Which one of these is not like the others. Proving who created this work, also referred to as the “Panther-Riding Drunks”, was long debated but ultimately the honors have gone to Michelangelo one of the most recognizable and famous artists of the Italian Renaissance. However, when looking at his works like the “David” or the “Sistine Chapel” many refused to credit him as the artist that created these sculptures.
The Bronzes have been “attributed to various circles and schools since their first documented appearance, in 1878 in the collection of Baron Adolphe de Rothschild. The sculptures have been exhibited only a handful of times…but based on new scientific evidence, as well as close analysis…and an invaluable clue from a sheet of one of his disciples’ sketches, Cambridge University professor emeritus Paul Joannides and Victoria Avery, the keeper of applied arts at the Fitzwilliam, have attributed the puzzling pair to the Renaissance master.”
Researchers Avery and Joannides state this drawing, made by an unknown artist after originals by Michelangelo, records the nude riding a panther on the lower right hand corner and “proves that Michelangelo was actively engaged with the very unusual subject of muscular nude men riding panthers and, he was doing so in the first eight years of the sixteenth century.“
The work depicts a definite pagan subject – Bacchus, the Roman God of wine, celebration, nudity and drunkenness.

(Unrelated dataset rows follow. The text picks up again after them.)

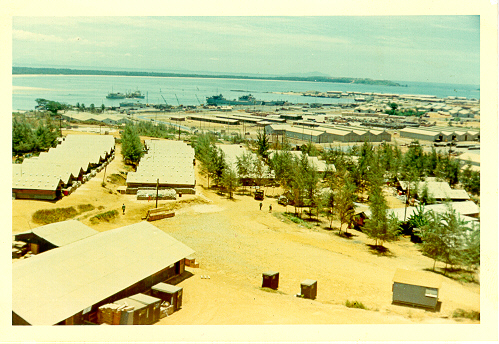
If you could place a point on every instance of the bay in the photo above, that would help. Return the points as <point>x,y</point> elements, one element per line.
<point>89,89</point>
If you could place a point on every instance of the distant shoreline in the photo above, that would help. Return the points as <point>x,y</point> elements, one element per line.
<point>66,71</point>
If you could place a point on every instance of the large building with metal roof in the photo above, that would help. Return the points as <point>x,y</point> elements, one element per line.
<point>68,284</point>
<point>170,162</point>
<point>327,133</point>
<point>445,134</point>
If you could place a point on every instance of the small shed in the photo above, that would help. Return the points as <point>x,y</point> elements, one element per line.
<point>270,280</point>
<point>416,288</point>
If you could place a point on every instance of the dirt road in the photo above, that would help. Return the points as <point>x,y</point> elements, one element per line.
<point>235,243</point>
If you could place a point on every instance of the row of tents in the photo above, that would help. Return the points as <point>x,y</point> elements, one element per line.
<point>62,169</point>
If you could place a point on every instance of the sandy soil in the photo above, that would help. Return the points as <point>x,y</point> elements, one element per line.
<point>235,243</point>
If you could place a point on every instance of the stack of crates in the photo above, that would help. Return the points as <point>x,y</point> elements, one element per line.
<point>169,293</point>
<point>270,280</point>
<point>309,289</point>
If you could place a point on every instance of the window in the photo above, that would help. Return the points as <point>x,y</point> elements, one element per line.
<point>431,292</point>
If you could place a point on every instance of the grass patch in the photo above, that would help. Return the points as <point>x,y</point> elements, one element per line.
<point>355,304</point>
<point>107,216</point>
<point>117,179</point>
<point>457,274</point>
<point>296,219</point>
<point>46,216</point>
<point>85,207</point>
<point>461,313</point>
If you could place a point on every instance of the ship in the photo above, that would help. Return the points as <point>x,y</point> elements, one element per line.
<point>117,95</point>
<point>135,94</point>
<point>243,100</point>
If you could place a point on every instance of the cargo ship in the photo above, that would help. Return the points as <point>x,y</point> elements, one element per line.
<point>117,95</point>
<point>243,100</point>
<point>136,95</point>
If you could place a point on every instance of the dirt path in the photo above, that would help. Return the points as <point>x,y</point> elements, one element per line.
<point>235,243</point>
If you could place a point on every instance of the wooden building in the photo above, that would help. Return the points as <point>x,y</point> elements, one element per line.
<point>68,285</point>
<point>416,288</point>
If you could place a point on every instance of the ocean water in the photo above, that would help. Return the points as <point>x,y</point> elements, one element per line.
<point>83,89</point>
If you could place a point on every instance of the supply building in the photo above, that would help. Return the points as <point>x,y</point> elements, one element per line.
<point>67,285</point>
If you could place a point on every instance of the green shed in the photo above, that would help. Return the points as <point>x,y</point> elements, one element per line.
<point>416,288</point>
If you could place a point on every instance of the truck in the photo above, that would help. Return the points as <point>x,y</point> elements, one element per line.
<point>259,194</point>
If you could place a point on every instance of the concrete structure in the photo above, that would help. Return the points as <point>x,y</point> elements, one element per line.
<point>440,191</point>
<point>213,119</point>
<point>68,284</point>
<point>446,134</point>
<point>326,133</point>
<point>416,288</point>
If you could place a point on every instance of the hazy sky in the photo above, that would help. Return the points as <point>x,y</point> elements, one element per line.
<point>406,48</point>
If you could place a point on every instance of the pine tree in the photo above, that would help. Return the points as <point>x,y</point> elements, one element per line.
<point>380,227</point>
<point>229,180</point>
<point>345,208</point>
<point>131,146</point>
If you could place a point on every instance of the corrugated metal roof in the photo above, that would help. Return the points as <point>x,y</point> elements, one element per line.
<point>419,278</point>
<point>64,232</point>
<point>55,285</point>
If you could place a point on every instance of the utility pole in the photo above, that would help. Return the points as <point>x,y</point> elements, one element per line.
<point>407,199</point>
<point>157,191</point>
<point>178,128</point>
<point>104,178</point>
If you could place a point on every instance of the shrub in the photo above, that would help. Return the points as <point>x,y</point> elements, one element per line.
<point>106,216</point>
<point>85,207</point>
<point>355,304</point>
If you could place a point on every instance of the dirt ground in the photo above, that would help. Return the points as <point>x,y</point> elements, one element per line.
<point>235,243</point>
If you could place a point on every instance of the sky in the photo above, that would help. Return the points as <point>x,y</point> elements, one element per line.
<point>443,49</point>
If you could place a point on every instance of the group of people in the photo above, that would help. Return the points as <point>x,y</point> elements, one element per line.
<point>270,207</point>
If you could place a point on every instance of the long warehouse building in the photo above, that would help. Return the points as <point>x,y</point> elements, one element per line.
<point>66,285</point>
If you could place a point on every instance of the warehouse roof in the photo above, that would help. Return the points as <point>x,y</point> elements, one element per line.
<point>64,232</point>
<point>53,286</point>
<point>438,190</point>
<point>419,278</point>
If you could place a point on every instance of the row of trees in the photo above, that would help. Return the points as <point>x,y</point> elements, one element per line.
<point>447,238</point>
<point>413,166</point>
<point>34,136</point>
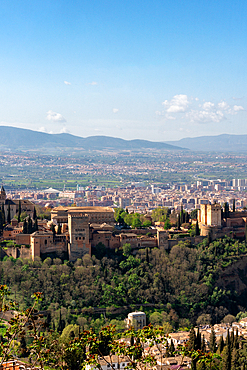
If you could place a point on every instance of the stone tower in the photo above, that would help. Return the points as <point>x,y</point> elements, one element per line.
<point>79,244</point>
<point>210,215</point>
<point>2,195</point>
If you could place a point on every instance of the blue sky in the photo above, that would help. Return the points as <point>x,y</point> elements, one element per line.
<point>157,70</point>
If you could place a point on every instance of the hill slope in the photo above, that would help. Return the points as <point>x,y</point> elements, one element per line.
<point>219,143</point>
<point>16,138</point>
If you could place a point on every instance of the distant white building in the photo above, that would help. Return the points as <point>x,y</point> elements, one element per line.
<point>136,319</point>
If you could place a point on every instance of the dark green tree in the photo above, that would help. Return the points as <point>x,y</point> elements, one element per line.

While the figures seem to clash, anatomical and well muscled male nudes with stylized panthers that look like they were created from a mix of mythical felines, the researchers say that they way they fit together proves this work was created and intended to be a cohesive unit.
A beautifully odd albeit slightly humorous piece that may be Michelangelo’s only surviving metal sculptures
The length of time it took to credit Michelangelo with this work may have been partly due to the artists own documented views on bronze sculpture he had later in life. He did not look favorably on the medium and “classed it with painting, and was thus of a lower order than carving.” Michelangelo’s aesthetic disclaimer had been “taken as gospel by the vast majority of his biographers and commentators” leading most to believe that Michelangelo was not a maker of bronzes.